J Mol Biol. 2003 Jul 18;330(4):839-50. doi: 10.1016/s0022-2836(03)00620-x.
The study of protein structure has been driven largely by the careful inspection of experimental data by human experts. However, the rapid determination of protein structures from structural-genomics projects will make it increasingly difficult to analyse (and determine the principles responsible for) the distribution of proteins in fold space by inspection alone.

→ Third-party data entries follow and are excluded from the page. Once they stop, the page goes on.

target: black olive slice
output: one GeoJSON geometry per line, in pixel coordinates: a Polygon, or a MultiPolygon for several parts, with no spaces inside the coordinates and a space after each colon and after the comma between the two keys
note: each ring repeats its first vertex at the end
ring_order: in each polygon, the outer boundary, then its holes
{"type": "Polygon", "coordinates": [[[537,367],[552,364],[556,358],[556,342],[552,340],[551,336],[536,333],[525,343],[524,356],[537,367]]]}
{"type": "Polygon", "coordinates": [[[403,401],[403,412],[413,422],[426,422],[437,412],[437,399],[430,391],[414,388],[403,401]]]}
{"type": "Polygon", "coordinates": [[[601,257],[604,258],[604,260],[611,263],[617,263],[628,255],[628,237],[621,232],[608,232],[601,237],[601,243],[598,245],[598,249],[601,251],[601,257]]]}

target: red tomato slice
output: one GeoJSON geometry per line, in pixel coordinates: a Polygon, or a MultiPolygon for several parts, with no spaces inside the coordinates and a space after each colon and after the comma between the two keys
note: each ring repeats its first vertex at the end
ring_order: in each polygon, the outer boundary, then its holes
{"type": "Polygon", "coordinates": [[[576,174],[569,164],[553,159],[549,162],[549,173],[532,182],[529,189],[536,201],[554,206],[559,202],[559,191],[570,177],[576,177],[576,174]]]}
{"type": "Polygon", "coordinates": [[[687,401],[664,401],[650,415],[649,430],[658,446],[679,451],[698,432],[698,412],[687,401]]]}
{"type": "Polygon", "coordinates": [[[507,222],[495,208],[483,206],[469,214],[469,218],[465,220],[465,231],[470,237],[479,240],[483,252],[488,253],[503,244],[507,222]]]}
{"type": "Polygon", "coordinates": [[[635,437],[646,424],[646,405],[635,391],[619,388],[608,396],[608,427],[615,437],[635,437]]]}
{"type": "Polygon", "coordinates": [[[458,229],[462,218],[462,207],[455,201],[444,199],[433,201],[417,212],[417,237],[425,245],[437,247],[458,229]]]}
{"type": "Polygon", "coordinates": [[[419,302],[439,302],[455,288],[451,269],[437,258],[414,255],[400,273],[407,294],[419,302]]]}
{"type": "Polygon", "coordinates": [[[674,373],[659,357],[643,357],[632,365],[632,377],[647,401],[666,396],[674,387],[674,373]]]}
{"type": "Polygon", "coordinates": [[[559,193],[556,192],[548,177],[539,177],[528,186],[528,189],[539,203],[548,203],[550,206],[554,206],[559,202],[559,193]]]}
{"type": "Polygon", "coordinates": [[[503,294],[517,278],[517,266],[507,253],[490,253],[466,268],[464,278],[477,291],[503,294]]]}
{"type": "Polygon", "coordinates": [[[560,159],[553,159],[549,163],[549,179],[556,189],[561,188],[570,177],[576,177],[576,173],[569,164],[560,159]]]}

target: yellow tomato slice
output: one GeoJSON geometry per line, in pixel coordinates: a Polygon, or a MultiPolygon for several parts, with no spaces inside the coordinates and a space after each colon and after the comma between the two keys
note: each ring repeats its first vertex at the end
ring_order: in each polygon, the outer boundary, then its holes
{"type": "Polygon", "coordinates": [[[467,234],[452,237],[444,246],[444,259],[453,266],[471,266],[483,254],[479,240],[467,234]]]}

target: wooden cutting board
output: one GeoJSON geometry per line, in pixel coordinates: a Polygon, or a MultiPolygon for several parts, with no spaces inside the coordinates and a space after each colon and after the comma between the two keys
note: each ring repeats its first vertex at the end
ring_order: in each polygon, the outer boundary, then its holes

Here, we demonstrate a machine-learning strategy that automatically determines the structural principles describing 45 folds. The rules learnt were shown to be both statistically significant and meaningful to protein experts. With the increasing emphasis on high-throughput experimental initiatives, machine-learning and other automated methods of analysis will become increasingly important for many biological problems.
蛋白质结构的研究很大程度上是由人类专家对实验数据的仔细检查推动的。然而,从结构基因组学项目中快速确定蛋白质结构将使得仅通过检查来分析(并确定负责的原理)蛋白质在折叠空间中的分布变得越来越困难。在这里,我们展示了一种机器学习策略,它能自动确定描述45种折叠的结构原理。所学到的规则被证明在统计学上具有显著性,并且对蛋白质专家来说是有意义的。随着对高通量实验计划的日益重视,机器学习和其他自动化分析方法对于许多生物学问题将变得越来越重要。